Uma das cenas mais potentes de Marrocos é a alegria de meninos palestinos comemorando a classificação num campo de refugiados
A seleção de Marrocos se torna também uma embaixadora do Pan-Africanismo e do Pan-Arabismo, com uma festa que se espalha não só pela diáspora marroquina ao redor do mundo

A chamada “Causa Palestina” é um tema recorrente no futebol marroquino muito além da Copa do Mundo. Pode reparar no símbolo dos Winners, os ultras do Wydad Casablanca, um dos principais grupos de torcida do país: está representada a imagem de um fedayin palestino, guerrilheiro nacionalista em prol da libertação do território árabe – visto como um sinal de resistência para os torcedores alvirrubros, mas, em contrapartida, considerados terroristas pelos israelenses. E as recorrentes comemorações dos Leões do Atlas por suas vitórias no Mundial são marcadas pela bandeira Palestina não só nas arquibancadas, mas também em campo, carregada por alguns jogadores. Não surpreende então que crianças palestinas estivessem entre os mais empolgados com a classificação de Marrocos rumo às semifinais.
As imagens abaixo foram registradas no campo de refugiados de Aida, na Palestina, localizado nas proximidades da cidade de Belém. São dezenas de crianças que gritam e correm com bandeirinhas de Marrocos pelas vielas da vizinhança. Uma imagem bastante forte e que representa a identificação. Vale ressaltar que Israel tem a terceira maior comunidade marroquina fora do país, abaixo apenas de França e Espanha. São cerca de 800 mil pessoas com a nacionalidade de Marrocos, imigrantes ou descendentes, que vivem na região. O maior contingente se localiza Ashdod, com cerca de 60 mil marroquinos – mais do que em Roterdã e Madri, por exemplo.
Sobre o tema, fica ainda a sugestão de leitura do texto (em inglês) assinado por Mina Ibrahim, no site The Athletic. O artigo ressalta como a campanha de Marrocos possui uma grande representatividade para o Pan-Africanismo e para o Islamismo. Com tantos islâmicos vivendo como minorias em cidades espalhadas pelo mundo, em comunidades que agrupam diversas nacionalidades, os marroquinos da Copa transmitem a convivência e o senso de unidade que se compartilha por esses imigrantes. Muita gente que torce para os Leões do Atlas não é marroquina, mas cresceu com tantos amigos que eram ou com costumes parecidos. Além do mais, o texto reforça como os jogadores expressam princípios importantes ao Islã, como o agradecimento presente a Deus em comemorações e o respeito aos pais.
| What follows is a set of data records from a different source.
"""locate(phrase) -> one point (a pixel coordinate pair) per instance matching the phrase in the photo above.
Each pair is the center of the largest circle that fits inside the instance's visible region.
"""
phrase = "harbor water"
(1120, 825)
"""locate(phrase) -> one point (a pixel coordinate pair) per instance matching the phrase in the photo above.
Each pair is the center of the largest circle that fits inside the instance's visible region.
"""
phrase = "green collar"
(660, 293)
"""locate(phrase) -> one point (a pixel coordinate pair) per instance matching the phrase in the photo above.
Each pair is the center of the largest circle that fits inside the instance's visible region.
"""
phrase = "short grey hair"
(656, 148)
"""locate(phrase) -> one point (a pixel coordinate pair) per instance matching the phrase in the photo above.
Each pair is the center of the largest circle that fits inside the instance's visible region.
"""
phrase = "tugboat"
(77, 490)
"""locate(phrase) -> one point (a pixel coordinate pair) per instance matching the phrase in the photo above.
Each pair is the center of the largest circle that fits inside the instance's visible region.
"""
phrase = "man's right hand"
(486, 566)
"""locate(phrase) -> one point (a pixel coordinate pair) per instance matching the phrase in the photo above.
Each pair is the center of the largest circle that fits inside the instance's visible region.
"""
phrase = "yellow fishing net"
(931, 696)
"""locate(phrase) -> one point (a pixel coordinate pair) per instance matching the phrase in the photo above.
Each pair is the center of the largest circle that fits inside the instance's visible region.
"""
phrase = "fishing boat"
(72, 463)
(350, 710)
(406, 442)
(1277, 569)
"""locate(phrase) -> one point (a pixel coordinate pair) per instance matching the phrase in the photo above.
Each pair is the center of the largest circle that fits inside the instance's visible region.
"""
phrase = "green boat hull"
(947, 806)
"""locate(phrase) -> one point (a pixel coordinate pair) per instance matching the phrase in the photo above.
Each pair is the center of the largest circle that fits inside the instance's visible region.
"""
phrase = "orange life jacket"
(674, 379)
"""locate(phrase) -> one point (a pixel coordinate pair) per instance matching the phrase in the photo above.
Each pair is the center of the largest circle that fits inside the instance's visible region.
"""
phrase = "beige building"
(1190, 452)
“Sempre que o time marroquino comemorou suas vitórias com a torcida, isso sempre começou com o carinho para com suas mães. Ver Sofiane Boufal abraçar sua mãe após vencer Portugal, ou Achraf Hakimi mencionar as dificuldades que seus pais enfrentaram para torná-lo jogador, é algo que ressoa em mim e em muitas pessoas. Isso mostra que esses jogadores são humanos e, antes de serem futebolistas fazendo história, são os filhos de alguém”, escreve Mina Ibrahim. “Não consigo descrever as emoções que sinto quando vejo os jogadores no maior palco de suas carreiras pedindo graças, atribuindo seu sucesso e agradecendo a Deus num cenário global, mostrando que são humanos – assim como eu e todos os outros muçulmanos”.
Essa seleção de Marrocos também se torna embaixadora de uma imagem positiva do islamismo ao redor do mundo – tal qual outros personagens do futebol, a exemplo de Mohamed Salah, cujo impacto diminuiu a islamofobia em Liverpool. A história dos Leões do Atlas, ainda assim, tem mais força por ocorrer numa Copa do Mundo, num país árabe, e também pela dispersão de uma diáspora que possui penetração em muitos países do mundo ocidental. E há uma identificação não só com o sucesso dos marroquinos, mas também com a alegria genuína dos meninos palestinos que se permitem sonhar num campo de refugiados.